4.6. Determination of the Infectious Titer of the Virus in the Lungs
On day 5 after infection, hamsters in each group were euthanized under anesthesia and the lungs were removed under sterile conditions. After washing three times in a solution of 0.01 M PBS, the right lung was placed in a formaldehyde solution for histological examination (experiment 1). The left lung was homogenized and resuspended in 1 mL of cold sterile PBS solution.

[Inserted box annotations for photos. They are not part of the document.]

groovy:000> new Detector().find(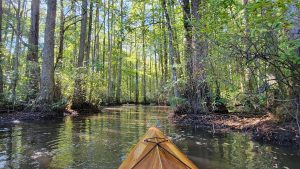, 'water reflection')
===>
[0,106,300,169]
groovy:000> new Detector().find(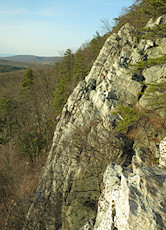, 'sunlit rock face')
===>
[24,14,166,230]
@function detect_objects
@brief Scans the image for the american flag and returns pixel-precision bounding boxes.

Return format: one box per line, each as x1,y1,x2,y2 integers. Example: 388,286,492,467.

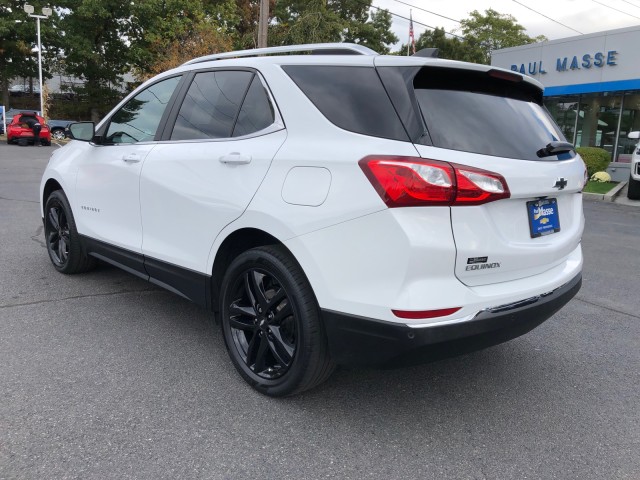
407,10,416,55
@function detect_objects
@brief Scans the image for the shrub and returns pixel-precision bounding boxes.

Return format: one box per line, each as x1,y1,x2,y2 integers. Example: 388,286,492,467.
591,172,611,183
576,147,611,178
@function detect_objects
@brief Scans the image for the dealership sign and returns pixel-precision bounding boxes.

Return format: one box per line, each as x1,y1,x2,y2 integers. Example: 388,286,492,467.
511,50,618,75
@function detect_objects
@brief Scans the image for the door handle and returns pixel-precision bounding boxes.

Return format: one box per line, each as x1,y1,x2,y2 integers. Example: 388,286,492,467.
122,153,142,163
218,152,251,165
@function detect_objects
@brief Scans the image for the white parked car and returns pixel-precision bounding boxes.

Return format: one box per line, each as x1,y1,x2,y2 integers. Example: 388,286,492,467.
40,44,586,396
627,131,640,200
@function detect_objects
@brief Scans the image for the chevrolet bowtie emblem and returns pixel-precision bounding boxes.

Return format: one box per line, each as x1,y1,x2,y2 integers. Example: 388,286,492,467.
553,177,569,190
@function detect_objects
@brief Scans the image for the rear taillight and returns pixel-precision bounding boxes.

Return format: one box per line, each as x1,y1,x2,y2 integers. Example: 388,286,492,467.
359,155,510,207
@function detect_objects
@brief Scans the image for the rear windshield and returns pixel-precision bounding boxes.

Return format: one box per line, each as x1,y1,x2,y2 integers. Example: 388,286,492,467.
283,65,409,142
413,68,574,160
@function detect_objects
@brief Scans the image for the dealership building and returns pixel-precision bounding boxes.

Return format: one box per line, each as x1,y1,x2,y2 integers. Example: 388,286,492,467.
491,26,640,180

The suspension was cleared of cell debris by centrifugation at 2000× g for 10 min, and the supernatant was used to determine the infectious titer of the virus in cell culture.
To determine the infectious titer of the virus in hamster lungs, Vero CCL-81 cells were seeded in 96-well Costar plates with an average density of 20,000 cells per well and grown in DMEM with the addition of 5% fetal bovine serum, 10 mM glutamine and antibiotics (penicillin 100 IU/mL and streptomycin 100 µg/mL) until a complete monolayer was formed (within 3 days). Before virus infection, the cell culture was washed 2 times with DMEM without serum. We prepared 10-fold dilutions of each virus sample from the lungs from 10−1 to 10−7. The prepared dilutions in a volume of 200 μL were added to cell culture plates and incubated in an atmosphere of 5% CO2 at 37 °C for 5 days until the cytopathic effect (CPE) appeared in viral control cells. The result of the manifestation of CPE in cells was taken into account using the quantitative MTT test. The virus titer was calculated using the Ramakrishnan M.A formula in Excel and expressed in lgTCID50/mL. The average titer value was calculated for samples from hamsters of one group. Suppression of a viral titer twice or more lgTCID50/mL was considered reliable.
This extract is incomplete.